もし、昆虫の祖先に『六脚の脊椎動物に近い系統』が存在したのだとすれば、その痕跡が触角に『機能として』のみ残った可能性がある。


ーーーーー


◆ 5. 昆虫の圧倒的繁栄と、脊椎動物の「四脚固定」は矛盾する


昆虫は地球環境に完璧に適応し、あらゆる『環境的隙間(ニッチ)』を制覇した。


その成功要因である六脚構造が、脊椎動物側にはまったく採用されないというのは、進化の論理として不自然である。


脊椎動物が生き残っているのは、四脚構造が「最適」だったからではなく、


・偶然の連続


・環境の偏り


・六脚系統の絶滅


・化石記録の消失


・人類史による記憶の改変


といった条件が重なった結果生じた『生存者バイアス』である可能性が高い。


この乖離(かいり)を説明するためには、『失われた六脚脊椎動物系統』の存在を仮定する方が合理的である。


ーーーーー


◆ 結語

昆虫と脊椎動物は、同じ地球で進化したにもかかわらず、その構造は驚くほど断絶している。

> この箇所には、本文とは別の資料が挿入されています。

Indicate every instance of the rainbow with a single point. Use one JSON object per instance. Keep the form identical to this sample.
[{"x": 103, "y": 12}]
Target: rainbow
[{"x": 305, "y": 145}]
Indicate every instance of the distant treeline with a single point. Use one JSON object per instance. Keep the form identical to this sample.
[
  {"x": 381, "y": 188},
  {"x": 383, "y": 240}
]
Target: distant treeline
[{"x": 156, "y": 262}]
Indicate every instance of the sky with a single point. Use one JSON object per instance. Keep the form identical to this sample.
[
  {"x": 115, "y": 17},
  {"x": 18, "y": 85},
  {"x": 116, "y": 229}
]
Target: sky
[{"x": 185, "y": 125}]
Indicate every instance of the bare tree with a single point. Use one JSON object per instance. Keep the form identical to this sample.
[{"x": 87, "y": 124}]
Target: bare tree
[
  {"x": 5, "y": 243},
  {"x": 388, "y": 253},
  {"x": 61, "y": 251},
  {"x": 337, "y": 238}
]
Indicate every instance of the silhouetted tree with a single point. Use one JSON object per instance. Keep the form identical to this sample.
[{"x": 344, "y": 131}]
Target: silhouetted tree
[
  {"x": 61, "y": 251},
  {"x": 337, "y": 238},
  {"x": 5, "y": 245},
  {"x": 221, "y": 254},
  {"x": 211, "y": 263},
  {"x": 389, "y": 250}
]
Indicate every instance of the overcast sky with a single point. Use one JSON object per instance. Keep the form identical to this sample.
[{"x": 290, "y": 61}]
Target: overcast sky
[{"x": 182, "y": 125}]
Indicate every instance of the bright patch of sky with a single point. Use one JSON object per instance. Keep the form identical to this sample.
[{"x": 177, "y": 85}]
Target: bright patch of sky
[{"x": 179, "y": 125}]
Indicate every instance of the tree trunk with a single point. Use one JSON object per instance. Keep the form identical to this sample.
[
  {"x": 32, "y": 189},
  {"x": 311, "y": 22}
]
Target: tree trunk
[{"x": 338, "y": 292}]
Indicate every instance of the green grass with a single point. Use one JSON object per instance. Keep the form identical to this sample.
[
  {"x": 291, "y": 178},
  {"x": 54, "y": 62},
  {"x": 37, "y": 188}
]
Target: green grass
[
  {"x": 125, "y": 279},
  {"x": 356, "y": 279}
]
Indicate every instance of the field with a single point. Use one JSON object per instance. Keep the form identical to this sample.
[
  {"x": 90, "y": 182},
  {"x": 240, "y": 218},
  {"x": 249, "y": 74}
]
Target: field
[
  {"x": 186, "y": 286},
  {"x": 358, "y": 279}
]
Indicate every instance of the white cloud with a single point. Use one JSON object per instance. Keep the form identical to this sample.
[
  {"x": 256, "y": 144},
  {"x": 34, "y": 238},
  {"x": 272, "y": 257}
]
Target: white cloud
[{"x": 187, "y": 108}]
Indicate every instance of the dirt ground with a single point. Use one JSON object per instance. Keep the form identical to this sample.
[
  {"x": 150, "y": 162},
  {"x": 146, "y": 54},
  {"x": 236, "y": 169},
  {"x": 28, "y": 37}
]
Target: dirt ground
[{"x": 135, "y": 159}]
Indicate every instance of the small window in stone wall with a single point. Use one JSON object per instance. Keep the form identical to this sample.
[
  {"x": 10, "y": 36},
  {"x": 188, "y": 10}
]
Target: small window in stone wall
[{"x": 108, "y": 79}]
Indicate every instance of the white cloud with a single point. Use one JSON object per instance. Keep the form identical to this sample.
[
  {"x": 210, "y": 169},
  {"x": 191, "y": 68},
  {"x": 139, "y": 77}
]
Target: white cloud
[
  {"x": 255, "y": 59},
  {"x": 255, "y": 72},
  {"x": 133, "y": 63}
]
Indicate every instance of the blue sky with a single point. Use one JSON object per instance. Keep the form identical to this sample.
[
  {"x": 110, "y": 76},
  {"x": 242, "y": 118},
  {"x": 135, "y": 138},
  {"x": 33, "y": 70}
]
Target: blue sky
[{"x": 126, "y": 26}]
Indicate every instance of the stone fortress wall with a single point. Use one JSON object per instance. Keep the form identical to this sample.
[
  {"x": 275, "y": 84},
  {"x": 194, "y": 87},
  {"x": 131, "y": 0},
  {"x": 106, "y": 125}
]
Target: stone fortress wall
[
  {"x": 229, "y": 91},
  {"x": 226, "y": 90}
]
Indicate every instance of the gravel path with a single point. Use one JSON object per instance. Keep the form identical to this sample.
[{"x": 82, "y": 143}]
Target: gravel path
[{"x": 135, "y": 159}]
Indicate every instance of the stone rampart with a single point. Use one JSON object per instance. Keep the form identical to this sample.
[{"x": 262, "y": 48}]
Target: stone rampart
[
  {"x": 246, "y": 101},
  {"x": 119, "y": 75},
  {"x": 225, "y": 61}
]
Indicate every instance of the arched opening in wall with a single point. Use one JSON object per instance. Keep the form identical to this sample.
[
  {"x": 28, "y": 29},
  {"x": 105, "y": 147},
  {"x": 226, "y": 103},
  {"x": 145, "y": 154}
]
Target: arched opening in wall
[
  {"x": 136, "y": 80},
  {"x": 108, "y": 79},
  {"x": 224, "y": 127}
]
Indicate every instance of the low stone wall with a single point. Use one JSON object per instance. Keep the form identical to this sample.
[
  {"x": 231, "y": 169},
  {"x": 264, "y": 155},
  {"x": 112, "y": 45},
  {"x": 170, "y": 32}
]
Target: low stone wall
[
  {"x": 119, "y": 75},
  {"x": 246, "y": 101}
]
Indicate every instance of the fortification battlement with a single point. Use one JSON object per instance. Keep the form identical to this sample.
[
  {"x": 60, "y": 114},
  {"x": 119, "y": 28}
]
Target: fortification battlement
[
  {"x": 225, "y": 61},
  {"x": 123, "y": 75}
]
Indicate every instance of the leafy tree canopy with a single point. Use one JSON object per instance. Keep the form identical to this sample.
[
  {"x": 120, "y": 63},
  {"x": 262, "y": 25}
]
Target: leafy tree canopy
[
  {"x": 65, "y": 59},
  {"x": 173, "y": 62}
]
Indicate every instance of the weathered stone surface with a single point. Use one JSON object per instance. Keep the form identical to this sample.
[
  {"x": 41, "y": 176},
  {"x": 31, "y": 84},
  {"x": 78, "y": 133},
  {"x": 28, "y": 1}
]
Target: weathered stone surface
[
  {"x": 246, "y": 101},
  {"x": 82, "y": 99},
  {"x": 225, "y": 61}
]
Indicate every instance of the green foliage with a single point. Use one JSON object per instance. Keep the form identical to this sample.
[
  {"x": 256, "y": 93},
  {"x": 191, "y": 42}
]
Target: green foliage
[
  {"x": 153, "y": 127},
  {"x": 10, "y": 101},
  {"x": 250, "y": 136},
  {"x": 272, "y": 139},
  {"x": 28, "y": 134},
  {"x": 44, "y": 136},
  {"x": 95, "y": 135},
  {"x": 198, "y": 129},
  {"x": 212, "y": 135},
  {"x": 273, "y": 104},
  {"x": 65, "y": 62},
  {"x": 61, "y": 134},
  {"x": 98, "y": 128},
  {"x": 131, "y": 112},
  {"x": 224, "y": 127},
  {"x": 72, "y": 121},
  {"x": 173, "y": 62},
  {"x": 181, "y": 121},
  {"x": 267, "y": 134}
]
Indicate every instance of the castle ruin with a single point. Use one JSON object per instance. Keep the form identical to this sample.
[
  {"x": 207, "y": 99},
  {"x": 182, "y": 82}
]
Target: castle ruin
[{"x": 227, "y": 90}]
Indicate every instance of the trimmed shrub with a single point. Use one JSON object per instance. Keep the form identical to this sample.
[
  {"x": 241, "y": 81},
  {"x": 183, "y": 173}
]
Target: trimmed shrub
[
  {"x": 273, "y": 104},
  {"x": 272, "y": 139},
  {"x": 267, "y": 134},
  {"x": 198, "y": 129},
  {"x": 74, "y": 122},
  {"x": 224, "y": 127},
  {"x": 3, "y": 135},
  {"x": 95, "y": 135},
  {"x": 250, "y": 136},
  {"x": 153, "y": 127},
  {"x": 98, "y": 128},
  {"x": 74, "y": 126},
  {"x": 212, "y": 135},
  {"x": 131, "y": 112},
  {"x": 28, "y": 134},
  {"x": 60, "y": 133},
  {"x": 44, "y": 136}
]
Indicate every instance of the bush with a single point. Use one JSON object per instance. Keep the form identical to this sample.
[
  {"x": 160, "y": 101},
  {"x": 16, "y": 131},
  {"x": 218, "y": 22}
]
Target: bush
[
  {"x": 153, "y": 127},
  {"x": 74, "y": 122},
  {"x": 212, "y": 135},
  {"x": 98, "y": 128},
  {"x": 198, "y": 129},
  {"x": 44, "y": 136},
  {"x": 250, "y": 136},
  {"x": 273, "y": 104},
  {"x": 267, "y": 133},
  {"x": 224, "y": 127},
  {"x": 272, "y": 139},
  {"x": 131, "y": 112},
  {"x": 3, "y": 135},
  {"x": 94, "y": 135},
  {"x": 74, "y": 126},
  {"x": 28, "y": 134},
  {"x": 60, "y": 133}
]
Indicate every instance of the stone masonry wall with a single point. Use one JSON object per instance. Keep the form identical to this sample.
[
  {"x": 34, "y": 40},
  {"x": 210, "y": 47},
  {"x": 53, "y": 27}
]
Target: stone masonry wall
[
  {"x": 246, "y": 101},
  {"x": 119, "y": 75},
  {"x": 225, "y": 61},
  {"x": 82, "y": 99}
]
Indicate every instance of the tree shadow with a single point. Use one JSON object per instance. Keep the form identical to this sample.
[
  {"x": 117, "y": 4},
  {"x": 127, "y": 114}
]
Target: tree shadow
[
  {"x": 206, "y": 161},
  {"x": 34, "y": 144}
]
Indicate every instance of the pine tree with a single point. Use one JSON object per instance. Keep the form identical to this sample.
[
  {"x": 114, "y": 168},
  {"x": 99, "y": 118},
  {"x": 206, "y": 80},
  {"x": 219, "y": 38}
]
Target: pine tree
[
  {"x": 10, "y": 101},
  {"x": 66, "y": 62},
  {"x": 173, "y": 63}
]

この不自然な乖離は、単に「節足動物と脊椎動物は別の系統だから」という説明では不十分であり、


・六脚の利点


・陸上環境の共通性


・機能的類似


・収斂進化の不発


などの矛盾を解消しない。


そして、その最大の理由は、脊椎動物側に『六脚の系統』が存在した痕跡が欠落していることにある。


六脚脊椎動物類仮説は、昆虫と脊椎動物のあいだに横たわるこの『断絶』の意味を問い直すための、新たな進化史の再構築である。